As a unit or an individual rolls into the last part of a time overseas, or in combat, three phenomena occur. First, you recognize that you may not be able to get everything done that you planned to accomplish. This causes you to push harder to stuff things in, perhaps with negative results. Next, everyone starts to think about home, and the things that are ahead, after the finish line is crossed, even though they are still in the future.

That “daydreaming” can cause one to get sloppy, to forget to do some of the small things that have kept you alive up to that point. The results can be deadly. At the opposite end, the third effect is when one can become so fixated on getting done and out of there that risk aversion takes over.

In an effort to protect yourself from being the “last casualty,” you actually increase your chances of being hurt by no longer doing what was “working” all along. These three effects can often have catastrophic results. In the military, it is the job of the leader to ensure that this doesn’t happen. But what if the leader is the one affected?

This is the danger of Obama’s last year. He has already shown a propensity to force actions that he wants done as part of his “legacy,” at times using dubious constitutional actions to accomplish them. Opening Cuba, the nuclear deal with Iran, and the threat over immigration and gun rights are all examples of Obama’s overreach.

In his desire to bask in the glow he expects to feel as the “former president,” Obama has grown even more sanctimonious and preachy, ridiculing anyone who opposes his ideas or questions his motives.

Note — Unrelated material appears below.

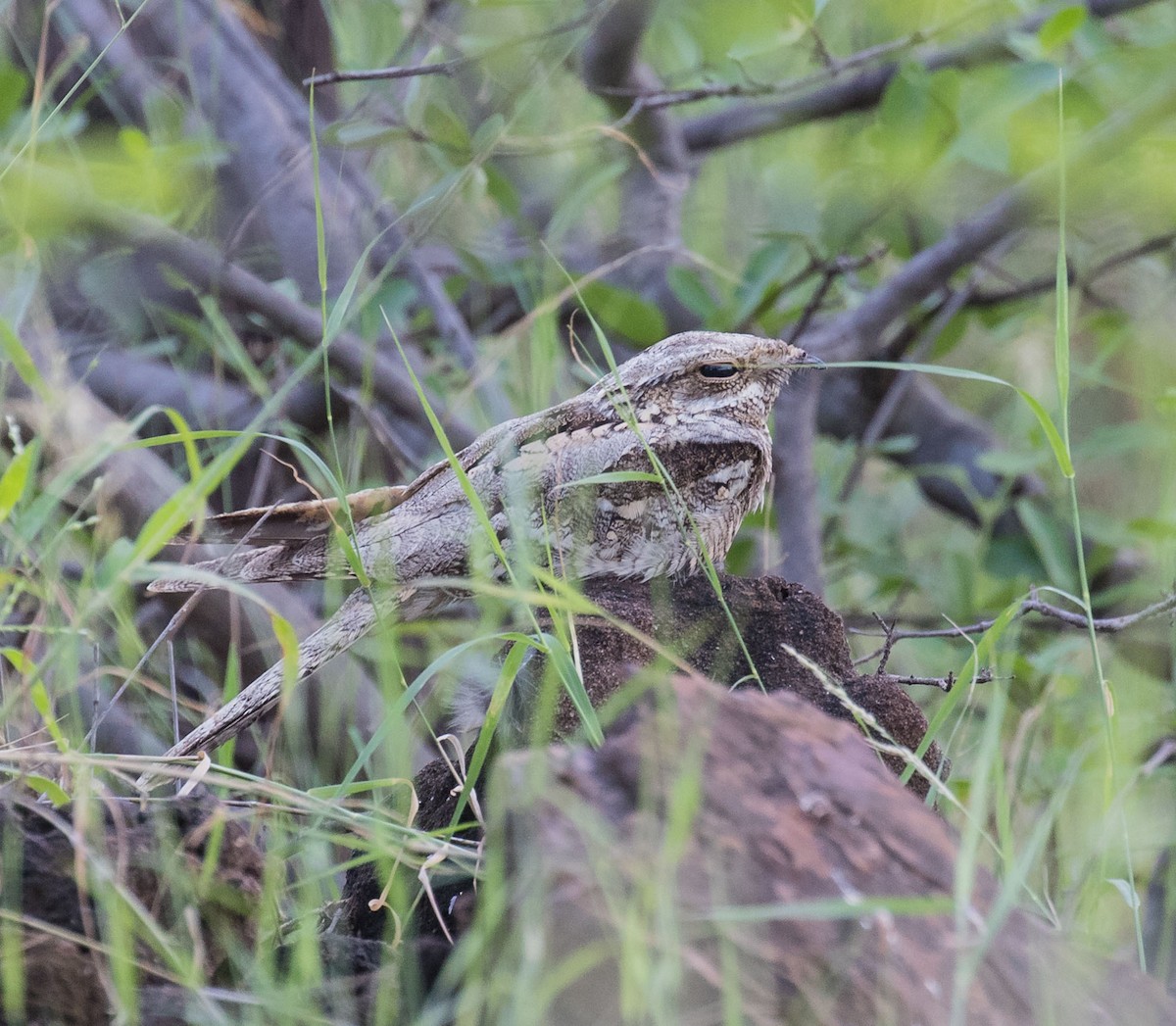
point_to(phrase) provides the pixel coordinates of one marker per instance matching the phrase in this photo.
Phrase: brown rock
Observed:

His most recent State of the Union address was replete with sarcasm and dismissiveness toward any and all who took any view but complete acceptance of his point of view.

Lastly, his already weak foreign policy initiatives have grown ever more impotent.

He has left it to Secretary of State John Kerry, whose lack of anything approaching negotiating skills has allowed Iran, Russia, and China to run rings around America at every turn.

Obama has shown all the dangerous tendencies of a man in his last stretch of a difficult deployment.

Unfortunately for the United States, he is the leader who should be keeping everyone else from falling into these traps. When it is a president who is succumbing to these failings, who can protect America from the stumbles that are likely to occur? Particularly since Obama has little capacity to accurately gauge his own weakness and never wants to hear criticism from anyone of his sycophant subordinates.

Congress must step up. As the other operational branch of the government given us by the Constitution, they must play a bigger role. The president cannot be allowed to run roughshod over the interests of the American people based on his wishes, legacy, or fears. As the people’s representatives, Congress must act to rein in the dangerous propensities of Obama’s last year.